Pour Patrick Couvreur, les nanomédicaments permettront de contrôler un jour la libération du médicament chez le patient dans l'espace et dans le temps. Ce chercheur belge devenu français après être passé par la Suisse nous rappelle que cette innovation thérapeutique pourrait permettre d'avoir une nouvelle approche en Europe de la médicamentation... à condition d'y mettre les moyens suffisants pour son développement.



L’entrée du monde des nanos dans la pharmacie a ouvert la voie à la maîtrise de la biodistribution de molécules actives au niveau tissulaire, cellulaire et même sub-cellulaire. En d’autres termes, la "nanogalénique" permet maintenant de contrôler la libération du médicament dans l’espace et dans le temps. Il s’agit d’une véritable révolution ! En effet, grâce aux méthodes modernes de la chimie de couplage (comme la "click chemistry") et aux progrès enregistrés dans le domaine des (nano)matériaux (biocompatibles et biodégradables), la surface de ces nanovecteurs peut être décorée de ligands spécifiques et permettre:

  1. la délivrance au sein de la cellule de molécules qui ne s’y accumulent pas spontanément,
     
  2. l’adressage sélectif de médicaments au niveau des tissus cibles (tissu cancéreux, tissu infecté) ou au contraire l’évitement d’organes sensibles aux effets toxiques,
     
  3. le passage de certaines barrières biologiques (comme la barrière hémato-encéphalique),
     
  4. l’imagerie spécifique de certains tissus ou cellules (souches), ou encore
     
  5. la reconstruction d’organes et de tissus.
     

De simple plate-forme de formulation, la pharmacie galénique est donc devenue une source d’innovation majeure, en particulier grâce à son aptitude à utiliser les avancées des autres disciplines : la chimie pour la synthèse de matériaux biocompatibles et leur fonctionnalisation, la physico-chimie pour la conception de matériaux "intelligents" (pH sensibles, thermo-sensibles ou capables de répondre à un champ magnétique, à des ultrasons etc.), la biologie moléculaire et cellulaire pour l’identification et la validation des meilleures cibles biologiques, la pharmacologie et la toxicologie pour l’évaluation de l’efficacité thérapeutique des nanomédicaments.

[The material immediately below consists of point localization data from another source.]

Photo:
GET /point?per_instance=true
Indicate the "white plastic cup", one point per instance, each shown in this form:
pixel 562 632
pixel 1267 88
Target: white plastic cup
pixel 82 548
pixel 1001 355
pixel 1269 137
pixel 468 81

Il existe, cependant, encore de nombreuses difficultés technologiques à surmonter : le faible pourcentage d’encapsulation en médicament (inférieur à 5 %), la libération trop rapide du principe actif encapsulé́ (quelques minutes), et la difficulté de synthétiser des nanovecteurs biocompatibles et biodégradables. C’est la raison pour laquelle peu de nanomédicaments ont atteint à ce jour le stade de la commercialisation. Il est donc nécessaire d’avoir de nouvelles idées pour développer de nouveaux nanomatériaux, mieux adaptés aux contraintes spécifiques du médicament. C’est dans ce contexte que nous avons développé récemment le concept de "squalénisation", une plate-forme générique permettant d’obtenir des nanoassemblages par simple couplage chimique d’un médicament au squalène, un lipide naturel et biocompatible. Cette approche est fortement soutenue au niveau européen au travers d’un European Research Council (ERC) Advanced Grant.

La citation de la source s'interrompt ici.